Splitting a quoted string.

[Paul Melis]

Paul Melis wrote:
> Hi,
> 
> mosscliffe wrote:
> 
>> I am looking for a simple split function to create a list of entries
>> from a string which contains quoted elements.  Like in 'google'
>> search.
>>
>> eg  string = 'bob john "johnny cash" 234 june'
>>
>> and I want to have a list of ['bob', 'john, 'johnny cash', '234',
>> 'june']
>>
>> I wondered about using the csv routines, but I thought I would ask the
>> experts first.
>>
>> There maybe a simple function, but as yet I have not found it.
> 
> 
> Here a not-so-simple-function using regular expressions. It repeatedly 
> matched two regexps, one that matches any sequence of characters except 
> a space and one that matches a double-quoted string.

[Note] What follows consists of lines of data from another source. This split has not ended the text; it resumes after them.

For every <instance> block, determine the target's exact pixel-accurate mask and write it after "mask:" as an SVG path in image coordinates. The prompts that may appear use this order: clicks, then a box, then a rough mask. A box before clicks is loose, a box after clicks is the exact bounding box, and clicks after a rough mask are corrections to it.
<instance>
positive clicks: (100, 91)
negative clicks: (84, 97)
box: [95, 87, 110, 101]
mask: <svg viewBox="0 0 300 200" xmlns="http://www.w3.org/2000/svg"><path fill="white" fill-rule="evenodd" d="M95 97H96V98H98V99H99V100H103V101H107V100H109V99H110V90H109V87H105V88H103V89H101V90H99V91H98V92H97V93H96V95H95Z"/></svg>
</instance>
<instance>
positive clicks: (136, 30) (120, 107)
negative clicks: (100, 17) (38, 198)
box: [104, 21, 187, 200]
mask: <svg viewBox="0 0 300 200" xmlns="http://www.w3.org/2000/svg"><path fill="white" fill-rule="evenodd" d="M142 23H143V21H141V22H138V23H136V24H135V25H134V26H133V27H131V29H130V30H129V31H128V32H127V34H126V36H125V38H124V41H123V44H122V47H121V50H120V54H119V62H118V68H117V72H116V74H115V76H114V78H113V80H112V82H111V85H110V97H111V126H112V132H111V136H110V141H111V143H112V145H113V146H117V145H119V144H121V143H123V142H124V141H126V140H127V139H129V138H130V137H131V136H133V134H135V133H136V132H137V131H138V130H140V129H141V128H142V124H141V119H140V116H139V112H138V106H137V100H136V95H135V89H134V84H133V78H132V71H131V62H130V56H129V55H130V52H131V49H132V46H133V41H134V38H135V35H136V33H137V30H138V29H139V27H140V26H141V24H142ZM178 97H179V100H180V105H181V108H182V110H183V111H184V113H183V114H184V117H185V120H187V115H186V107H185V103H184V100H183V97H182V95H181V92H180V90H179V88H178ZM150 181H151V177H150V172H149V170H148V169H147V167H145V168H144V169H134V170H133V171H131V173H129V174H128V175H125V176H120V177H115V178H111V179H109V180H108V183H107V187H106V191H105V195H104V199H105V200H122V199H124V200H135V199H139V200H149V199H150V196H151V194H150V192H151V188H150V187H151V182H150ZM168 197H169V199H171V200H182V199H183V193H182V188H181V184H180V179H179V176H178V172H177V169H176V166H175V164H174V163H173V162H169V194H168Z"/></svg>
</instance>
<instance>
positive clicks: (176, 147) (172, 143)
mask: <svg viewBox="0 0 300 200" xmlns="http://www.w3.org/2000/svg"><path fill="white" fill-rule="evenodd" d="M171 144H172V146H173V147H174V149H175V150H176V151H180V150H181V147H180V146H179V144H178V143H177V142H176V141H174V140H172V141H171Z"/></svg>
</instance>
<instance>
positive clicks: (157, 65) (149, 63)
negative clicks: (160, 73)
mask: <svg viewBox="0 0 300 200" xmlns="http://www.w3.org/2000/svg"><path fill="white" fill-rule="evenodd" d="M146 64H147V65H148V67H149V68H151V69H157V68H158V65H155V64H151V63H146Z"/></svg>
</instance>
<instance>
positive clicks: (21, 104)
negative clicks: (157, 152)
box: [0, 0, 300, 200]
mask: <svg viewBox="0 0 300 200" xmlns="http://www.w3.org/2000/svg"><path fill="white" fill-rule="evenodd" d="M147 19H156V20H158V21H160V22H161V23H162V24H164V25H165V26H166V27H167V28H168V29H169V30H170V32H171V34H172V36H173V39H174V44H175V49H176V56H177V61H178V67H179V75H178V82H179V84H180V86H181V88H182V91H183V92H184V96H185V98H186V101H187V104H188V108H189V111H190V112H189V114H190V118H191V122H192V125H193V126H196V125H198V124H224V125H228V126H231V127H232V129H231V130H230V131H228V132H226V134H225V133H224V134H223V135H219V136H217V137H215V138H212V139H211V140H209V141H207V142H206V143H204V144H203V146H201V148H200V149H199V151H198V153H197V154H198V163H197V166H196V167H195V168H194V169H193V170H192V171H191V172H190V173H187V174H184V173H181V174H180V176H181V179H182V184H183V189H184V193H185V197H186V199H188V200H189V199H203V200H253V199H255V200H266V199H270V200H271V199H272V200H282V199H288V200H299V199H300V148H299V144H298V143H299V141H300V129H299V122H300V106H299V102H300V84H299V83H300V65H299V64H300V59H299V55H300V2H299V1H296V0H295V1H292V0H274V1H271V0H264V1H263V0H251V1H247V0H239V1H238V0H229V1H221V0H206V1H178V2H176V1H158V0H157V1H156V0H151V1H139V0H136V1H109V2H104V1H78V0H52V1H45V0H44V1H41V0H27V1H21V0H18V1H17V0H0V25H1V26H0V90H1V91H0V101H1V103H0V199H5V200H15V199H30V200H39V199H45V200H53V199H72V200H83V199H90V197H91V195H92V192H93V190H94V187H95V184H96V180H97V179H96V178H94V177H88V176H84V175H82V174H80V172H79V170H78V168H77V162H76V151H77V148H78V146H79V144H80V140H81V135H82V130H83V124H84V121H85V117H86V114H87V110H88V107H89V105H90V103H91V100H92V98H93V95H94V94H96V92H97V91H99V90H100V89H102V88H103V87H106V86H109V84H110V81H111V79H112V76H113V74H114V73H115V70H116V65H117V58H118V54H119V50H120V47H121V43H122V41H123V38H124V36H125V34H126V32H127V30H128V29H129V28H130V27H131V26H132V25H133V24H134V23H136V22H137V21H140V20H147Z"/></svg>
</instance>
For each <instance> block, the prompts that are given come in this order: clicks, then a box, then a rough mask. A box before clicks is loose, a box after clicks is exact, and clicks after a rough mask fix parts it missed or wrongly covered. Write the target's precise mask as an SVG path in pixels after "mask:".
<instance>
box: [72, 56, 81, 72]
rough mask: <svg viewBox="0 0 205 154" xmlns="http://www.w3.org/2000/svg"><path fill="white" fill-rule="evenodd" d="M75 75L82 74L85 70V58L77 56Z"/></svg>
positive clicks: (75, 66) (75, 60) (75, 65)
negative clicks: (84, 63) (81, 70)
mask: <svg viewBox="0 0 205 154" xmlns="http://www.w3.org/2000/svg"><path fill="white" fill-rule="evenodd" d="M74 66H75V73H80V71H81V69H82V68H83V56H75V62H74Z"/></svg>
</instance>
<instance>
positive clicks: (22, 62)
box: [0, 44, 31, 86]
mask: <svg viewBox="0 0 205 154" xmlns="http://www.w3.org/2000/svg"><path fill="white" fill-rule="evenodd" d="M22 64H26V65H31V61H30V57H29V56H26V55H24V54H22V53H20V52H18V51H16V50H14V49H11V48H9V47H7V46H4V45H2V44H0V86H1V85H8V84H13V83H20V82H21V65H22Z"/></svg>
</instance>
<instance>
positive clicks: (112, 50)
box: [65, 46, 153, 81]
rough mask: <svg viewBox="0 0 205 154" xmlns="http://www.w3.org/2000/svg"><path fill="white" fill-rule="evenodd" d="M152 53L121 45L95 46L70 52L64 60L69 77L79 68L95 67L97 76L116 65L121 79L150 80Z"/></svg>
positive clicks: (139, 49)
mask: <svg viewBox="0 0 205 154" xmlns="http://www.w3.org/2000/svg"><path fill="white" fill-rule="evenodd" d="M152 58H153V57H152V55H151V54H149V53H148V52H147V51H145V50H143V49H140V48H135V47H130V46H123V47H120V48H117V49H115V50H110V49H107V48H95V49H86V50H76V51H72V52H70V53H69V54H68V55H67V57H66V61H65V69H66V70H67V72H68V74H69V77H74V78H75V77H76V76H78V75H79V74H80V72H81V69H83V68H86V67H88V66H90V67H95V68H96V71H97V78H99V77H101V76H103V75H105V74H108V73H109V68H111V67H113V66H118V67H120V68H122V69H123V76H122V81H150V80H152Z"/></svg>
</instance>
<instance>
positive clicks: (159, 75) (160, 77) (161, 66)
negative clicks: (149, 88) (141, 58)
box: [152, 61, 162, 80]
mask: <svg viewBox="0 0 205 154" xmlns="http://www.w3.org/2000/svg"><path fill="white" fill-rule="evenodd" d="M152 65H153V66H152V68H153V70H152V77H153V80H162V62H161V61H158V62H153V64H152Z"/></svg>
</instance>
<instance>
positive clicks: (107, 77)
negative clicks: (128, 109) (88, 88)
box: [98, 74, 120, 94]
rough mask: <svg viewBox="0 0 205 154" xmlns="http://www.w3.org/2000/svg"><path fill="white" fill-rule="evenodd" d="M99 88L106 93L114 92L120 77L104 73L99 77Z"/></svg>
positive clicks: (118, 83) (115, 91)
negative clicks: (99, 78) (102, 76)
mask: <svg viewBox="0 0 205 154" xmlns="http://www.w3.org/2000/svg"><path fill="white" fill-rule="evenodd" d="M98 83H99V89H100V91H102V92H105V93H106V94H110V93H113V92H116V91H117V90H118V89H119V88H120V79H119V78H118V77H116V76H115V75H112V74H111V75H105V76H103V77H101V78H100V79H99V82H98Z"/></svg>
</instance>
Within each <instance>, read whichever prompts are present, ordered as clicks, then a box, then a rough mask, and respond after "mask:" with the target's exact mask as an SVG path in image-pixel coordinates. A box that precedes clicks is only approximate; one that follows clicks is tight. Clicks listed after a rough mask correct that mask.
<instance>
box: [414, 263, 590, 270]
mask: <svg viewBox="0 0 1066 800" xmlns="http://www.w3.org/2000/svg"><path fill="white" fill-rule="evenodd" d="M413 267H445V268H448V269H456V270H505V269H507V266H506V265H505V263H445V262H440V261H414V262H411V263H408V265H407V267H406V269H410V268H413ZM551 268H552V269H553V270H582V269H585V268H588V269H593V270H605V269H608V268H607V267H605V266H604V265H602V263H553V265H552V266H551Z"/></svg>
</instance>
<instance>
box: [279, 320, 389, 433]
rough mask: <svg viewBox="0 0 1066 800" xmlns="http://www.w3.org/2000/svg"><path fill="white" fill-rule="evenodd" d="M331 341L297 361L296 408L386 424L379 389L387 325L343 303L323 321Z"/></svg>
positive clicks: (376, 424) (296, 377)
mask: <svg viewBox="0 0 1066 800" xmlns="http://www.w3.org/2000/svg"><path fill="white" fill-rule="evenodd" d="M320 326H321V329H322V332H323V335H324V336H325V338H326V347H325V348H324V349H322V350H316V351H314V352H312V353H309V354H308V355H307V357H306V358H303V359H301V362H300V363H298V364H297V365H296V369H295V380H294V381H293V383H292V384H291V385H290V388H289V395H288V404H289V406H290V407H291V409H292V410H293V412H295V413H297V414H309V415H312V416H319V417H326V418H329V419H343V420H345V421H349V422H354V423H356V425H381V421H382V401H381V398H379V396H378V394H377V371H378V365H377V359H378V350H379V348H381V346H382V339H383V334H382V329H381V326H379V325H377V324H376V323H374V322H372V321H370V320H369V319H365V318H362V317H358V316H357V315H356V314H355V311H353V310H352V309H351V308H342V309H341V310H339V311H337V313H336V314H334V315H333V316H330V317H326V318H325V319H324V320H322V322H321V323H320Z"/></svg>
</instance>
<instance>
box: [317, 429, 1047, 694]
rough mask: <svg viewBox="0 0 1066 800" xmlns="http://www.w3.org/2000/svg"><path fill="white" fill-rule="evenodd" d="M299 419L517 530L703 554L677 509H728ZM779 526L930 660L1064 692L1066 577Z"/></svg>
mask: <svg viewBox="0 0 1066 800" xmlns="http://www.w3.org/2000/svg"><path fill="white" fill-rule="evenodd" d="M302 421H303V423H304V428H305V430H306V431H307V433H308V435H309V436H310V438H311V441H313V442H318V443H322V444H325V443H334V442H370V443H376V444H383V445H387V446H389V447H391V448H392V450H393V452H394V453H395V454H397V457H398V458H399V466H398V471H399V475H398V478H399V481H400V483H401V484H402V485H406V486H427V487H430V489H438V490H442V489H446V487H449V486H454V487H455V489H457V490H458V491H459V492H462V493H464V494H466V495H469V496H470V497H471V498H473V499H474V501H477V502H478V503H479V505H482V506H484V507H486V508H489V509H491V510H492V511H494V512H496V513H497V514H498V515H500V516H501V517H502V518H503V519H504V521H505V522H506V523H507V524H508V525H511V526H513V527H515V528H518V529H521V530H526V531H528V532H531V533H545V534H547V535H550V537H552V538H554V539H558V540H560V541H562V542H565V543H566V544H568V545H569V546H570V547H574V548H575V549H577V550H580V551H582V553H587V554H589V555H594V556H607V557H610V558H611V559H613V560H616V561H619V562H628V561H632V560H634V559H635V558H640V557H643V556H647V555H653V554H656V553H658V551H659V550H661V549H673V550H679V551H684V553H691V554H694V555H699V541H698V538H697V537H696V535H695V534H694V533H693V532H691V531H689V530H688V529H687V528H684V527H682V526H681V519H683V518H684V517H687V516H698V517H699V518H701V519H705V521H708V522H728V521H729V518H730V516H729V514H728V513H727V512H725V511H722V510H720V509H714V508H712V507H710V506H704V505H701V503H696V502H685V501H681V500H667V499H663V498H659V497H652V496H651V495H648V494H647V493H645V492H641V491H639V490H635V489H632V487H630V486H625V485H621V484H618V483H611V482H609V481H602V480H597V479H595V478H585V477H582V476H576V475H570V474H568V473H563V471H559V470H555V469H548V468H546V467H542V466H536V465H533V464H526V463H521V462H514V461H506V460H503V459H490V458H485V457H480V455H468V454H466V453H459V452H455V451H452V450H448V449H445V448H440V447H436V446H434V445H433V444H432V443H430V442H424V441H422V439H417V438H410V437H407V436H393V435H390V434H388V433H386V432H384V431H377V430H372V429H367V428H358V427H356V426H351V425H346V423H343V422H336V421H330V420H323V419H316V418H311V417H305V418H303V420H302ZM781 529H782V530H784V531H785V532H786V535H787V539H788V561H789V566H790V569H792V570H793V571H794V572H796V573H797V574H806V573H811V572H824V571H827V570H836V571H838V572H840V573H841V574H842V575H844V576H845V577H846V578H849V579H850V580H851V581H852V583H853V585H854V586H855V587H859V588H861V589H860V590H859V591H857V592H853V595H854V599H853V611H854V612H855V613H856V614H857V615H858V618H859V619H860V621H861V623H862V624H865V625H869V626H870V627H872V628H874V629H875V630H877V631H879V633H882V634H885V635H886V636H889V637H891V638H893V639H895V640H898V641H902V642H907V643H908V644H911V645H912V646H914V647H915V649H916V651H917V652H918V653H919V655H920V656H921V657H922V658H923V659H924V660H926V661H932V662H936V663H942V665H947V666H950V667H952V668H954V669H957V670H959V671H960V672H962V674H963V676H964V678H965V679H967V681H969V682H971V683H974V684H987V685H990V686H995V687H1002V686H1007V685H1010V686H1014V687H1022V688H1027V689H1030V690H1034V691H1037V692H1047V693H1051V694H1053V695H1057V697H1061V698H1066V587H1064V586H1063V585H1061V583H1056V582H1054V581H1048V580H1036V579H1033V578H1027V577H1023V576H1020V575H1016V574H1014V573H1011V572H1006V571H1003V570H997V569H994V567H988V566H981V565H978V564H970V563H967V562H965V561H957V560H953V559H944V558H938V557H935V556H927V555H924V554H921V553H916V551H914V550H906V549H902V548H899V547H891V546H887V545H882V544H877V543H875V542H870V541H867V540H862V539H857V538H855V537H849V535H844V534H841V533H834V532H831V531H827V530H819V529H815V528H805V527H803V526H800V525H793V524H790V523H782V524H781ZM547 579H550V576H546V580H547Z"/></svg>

If there are two 
> matches the one occurring first in the string is taken and the matching 
> part of the string cut off. This is repeated until the whole string is 
> matched. If there are two matches at the same point in the string the 
> longer of the two matches is taken. (This can't be done with a single 
> regexp using the A|B operator, as it uses lazy evaluation. If A matches 
> then it is returned even if B would match a longer string).

Here a slightly improved version which is a bit more compact and which 
removes the quotes on the matched output quoted string.

import re

def split_string(s):
	
	pat1 = re.compile('[^" ]+')
	pat2 = re.compile('"([^"]*)"')

	parts = []

	m1 = pat1.search(s)
	m2 = pat2.search(s)
	while m1 or m2:
		
		if m1 and m2:
			if m1.start(0) < m2.start(0):
				match = 1
			elif m2.start(0) < m1.start(0):
				match = 2
			else:
				if len(m1.group(0)) > len(m2.group(0)):
					match = 1
				else:
					match = 2
		elif m1:
			match = 1
		else:
			match = 2
				
		if match == 1:
			part = m1.group(0)
			s = s[m1.end(0):]
		else:
			part = m2.group(1)
			s = s[m2.end(0):]
					
		parts.append(part)
			
		m1 = pat1.search(s)
		m2 = pat2.search(s)
		
	return parts

print split_string('bob john "johnny cash" 234 june')
print split_string('"abc""abc"')